Kathleen N. Moore, MD, MS, professor, Section of Gynecologic Oncology, associate director, Clinical Research, Stephenson Cancer Center, director, Oklahoma TSET Phase I Program, University of Oklahoma College of Medicine, The University of Oklahoma Health Sciences, discusses the evolving treatment landscape for patients with platinum-resistant ovarian cancer, emphasizing the importance of redefining resistance parameters to guide treatment decisions more effectively.
Although there have been some recent shifts within this treatment paradigm, ongoing research and anticipated data could soon refine management of platinum-resistant ovarian cancer, Moore begins.
First, the definition of platinum resistance is undergoing an evolution, Moore explains. Traditionally, platinum-resistant ovarian cancer has been defined as disease progression within 6 months of the last dose of a platinum-based therapy, Moore explains, noting that this definition remains a regulatory standard. However, emerging insights suggest that this 6-month benchmark may not capture the full spectrum of tumors that could be considered platinum-resistant, she says.
For example, Moore highlights that patients who do not respond to platinum-based therapy and then undergo maintenance therapy with an agent such as bevacizumab (Avastin) for a number of months may not have tumors that should be considered platinum-sensitive. Nuances such as this or an allergy to platinum-based therapy could help better define platinum-resistant disease, she adds.

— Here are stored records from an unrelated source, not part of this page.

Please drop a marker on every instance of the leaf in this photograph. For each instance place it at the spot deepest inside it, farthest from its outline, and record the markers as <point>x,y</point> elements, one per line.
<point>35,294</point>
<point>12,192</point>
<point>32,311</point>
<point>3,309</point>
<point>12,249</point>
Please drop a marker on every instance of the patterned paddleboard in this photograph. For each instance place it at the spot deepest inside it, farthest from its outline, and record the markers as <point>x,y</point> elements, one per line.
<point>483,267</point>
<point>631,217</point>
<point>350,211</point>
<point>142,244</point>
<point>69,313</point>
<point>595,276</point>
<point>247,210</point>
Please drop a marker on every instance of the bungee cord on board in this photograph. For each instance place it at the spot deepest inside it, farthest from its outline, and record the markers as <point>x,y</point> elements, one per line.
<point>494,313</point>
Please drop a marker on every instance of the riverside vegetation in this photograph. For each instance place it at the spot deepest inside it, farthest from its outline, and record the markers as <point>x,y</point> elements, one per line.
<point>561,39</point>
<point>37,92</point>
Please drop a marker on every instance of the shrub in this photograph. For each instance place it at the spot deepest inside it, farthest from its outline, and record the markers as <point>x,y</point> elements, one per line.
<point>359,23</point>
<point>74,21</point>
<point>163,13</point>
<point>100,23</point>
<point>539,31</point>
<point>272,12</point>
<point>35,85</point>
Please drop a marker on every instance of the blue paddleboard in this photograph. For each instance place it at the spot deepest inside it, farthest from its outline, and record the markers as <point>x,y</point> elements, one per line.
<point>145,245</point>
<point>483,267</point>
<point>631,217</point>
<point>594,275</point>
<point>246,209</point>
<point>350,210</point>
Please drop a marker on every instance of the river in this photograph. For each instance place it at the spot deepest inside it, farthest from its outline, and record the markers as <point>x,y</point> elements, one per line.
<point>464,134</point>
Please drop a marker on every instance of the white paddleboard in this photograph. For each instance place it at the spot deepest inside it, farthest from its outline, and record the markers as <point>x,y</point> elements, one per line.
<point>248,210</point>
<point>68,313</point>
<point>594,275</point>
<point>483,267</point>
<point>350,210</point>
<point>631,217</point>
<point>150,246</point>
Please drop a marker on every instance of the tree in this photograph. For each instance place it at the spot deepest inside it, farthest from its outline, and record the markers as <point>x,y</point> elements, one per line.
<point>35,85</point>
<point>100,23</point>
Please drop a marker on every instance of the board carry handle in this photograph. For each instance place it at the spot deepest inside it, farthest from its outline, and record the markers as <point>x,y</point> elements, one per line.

Moore notes that tumors that progress during or after maintenance with PARP inhibitors also present a unique challenge. These patients are often said to have platinum-sensitive disease, based on the time elapsed since the last platinum regimen; however, evidence suggests they may exhibit a reduced response to subsequent platinum-based therapies, Moore continues. Although these tumors may not be fully resistant to platinum-based therapies, they demonstrate less robust sensitivity than previously believed, further complicating treatment choices.
Looking forward, Moore anticipates that new clinical trial data will expand understanding and refine treatment pathways for these diverse groups within the platinum-resistant spectrum. The evolving definitions are expected to better categorize patients who may benefit from non-platinum regimens, including newer therapies currently under investigation.
The changing definition of platinum resistance will likely enhance therapeutic selection and optimize outcomes for patients with ovarian cancer, and future research will help clarify these distinctions, paving the way for more personalized approaches outcomes quality of life for patients with platinum-resistant ovarian cancer, Moore concludes.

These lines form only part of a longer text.